Helene Gayle, cochair and president of the Chicago Community Trust, said the group also believes the United States should share some of its vaccine with the rest of the world, support the World Health Organization, and participate in global vaccine planning.

The plan calls for vaccinating people in four phases. After Phase 1a and 1b:

Phase 2 — 30% to 35% of the population — includes teachers, child care workers and school staff as well as critical workers who can’t avoid coronavirus exposure. Think food and transit workers. It also includes people with health problems that put them at moderately high risk for severe COVID-19, defined as having one important underlying health problem. This group also includes younger people who live in congregate settings and the remaining people who are 65 and up.

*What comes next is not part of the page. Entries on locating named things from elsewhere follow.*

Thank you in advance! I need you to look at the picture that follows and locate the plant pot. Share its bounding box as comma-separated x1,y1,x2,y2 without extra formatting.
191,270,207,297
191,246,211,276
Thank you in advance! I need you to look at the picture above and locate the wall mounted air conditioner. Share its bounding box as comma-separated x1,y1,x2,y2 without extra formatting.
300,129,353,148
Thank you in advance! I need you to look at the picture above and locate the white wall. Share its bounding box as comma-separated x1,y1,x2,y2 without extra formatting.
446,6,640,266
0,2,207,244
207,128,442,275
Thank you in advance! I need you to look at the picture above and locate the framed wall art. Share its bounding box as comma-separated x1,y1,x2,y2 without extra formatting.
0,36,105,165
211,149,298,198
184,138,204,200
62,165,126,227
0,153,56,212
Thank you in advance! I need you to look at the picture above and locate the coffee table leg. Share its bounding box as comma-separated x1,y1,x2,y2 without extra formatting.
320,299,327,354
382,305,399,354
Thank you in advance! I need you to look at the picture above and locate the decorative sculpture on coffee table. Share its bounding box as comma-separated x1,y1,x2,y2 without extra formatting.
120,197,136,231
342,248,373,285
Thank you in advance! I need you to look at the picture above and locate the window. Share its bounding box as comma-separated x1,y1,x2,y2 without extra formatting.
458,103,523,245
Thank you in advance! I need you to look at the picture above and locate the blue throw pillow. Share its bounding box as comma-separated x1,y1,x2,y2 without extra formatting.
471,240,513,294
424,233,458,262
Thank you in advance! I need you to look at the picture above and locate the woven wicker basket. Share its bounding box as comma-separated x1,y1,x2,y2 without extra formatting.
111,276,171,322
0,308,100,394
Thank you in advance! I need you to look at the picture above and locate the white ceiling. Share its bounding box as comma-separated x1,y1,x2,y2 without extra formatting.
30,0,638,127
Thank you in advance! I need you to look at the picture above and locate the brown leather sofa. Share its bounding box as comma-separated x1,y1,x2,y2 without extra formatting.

Phase 3 — 40% to 45% of the population — includes children (if they were part of clinical trials) and young adults between 18 and 30, because their wide social networks make them likely to spread the disease. People who work in moderately risky businesses, like hotels, banks, gyms, hair salons and factories, are in this phase.

Phase 4 is everybody else. That seems to be healthy, middle-aged people in low-risk jobs. Plus everyone who could have been vaccinated earlier but decided not to.

The Academies panel said that ACIP should make specific age recommendations. If more than one vaccine is available at the same time, it will guide how they should be used.

The proposal allows for state and local flexibility.